Шрифт:
Интервал:
Закладка:
Она наблюдала за ними. В классе они склонялись над тетрадками или сидели с испуганными лицами, когда сестра Беатриса – их тучная, строгая учительница – бранила их за невыполненную домашнюю работу. Иногда Карла видела их на игровой площадке, где они разглядывали и обсуждали машины, припаркованные на тротуаре за сетчатым забором. К недоумению Карлы, у машин были не только цвета и размеры, но и названия. Например, об их семейной машине она знала лишь, что это большая черная машина, на заднем сиденье которой помещались все четыре сестры, хотя Фифи всегда скандалила, пока ей не разрешали сесть спереди. Карла также узнавала «фольксвагены», потому что на родине на таких (черных) машинах ездила тайная полиция; увидев одну из них, мами всегда крестилась и молилась за дядю Мундо, которому не позволили покинуть Остров. Помимо «фольксвагенов», средних синих и больших черных машин Карла не могла отличить одну от другой.

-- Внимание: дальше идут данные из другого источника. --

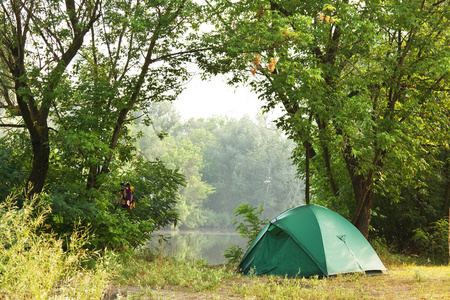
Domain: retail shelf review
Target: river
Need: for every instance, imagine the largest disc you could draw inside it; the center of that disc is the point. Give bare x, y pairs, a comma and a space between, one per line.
208, 245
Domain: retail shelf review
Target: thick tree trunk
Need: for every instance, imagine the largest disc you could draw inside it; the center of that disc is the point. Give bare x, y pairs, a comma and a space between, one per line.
41, 154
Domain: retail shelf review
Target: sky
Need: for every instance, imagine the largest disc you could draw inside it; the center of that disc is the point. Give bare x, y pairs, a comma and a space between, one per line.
204, 99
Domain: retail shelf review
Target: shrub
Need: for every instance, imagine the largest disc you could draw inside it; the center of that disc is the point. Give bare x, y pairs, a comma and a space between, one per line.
34, 265
433, 241
248, 228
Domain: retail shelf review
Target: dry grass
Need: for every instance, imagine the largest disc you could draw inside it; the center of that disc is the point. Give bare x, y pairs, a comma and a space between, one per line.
404, 281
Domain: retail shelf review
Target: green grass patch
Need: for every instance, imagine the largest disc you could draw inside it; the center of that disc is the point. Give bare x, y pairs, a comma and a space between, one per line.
37, 265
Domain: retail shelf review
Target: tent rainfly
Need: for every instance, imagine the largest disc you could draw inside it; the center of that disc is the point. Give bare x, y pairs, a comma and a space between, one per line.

Но мальчишки взахлеб обсуждали «форды», «фэлконы», «корвейры» и «плимуты вэлиант». Они спорили о том, какая у каждой машины скорость и какие модели лучше других. Карла иногда представляла, как ее привозят в школу на крутом красном автомобиле, которым бы восхитились мальчишки. Только некому было ее отвезти. Одетый в тройку отец-иммигрант с густыми усами и сильным акцентом навлек бы на нее еще больше насмешек. Мать пока не умела водить. Карла сколько угодно могла воображать, что у нее есть очень дорогая машина, но представить собственных родителей другими не получалось. Они, как и это новое тело, в которое она вырастала, были данностью.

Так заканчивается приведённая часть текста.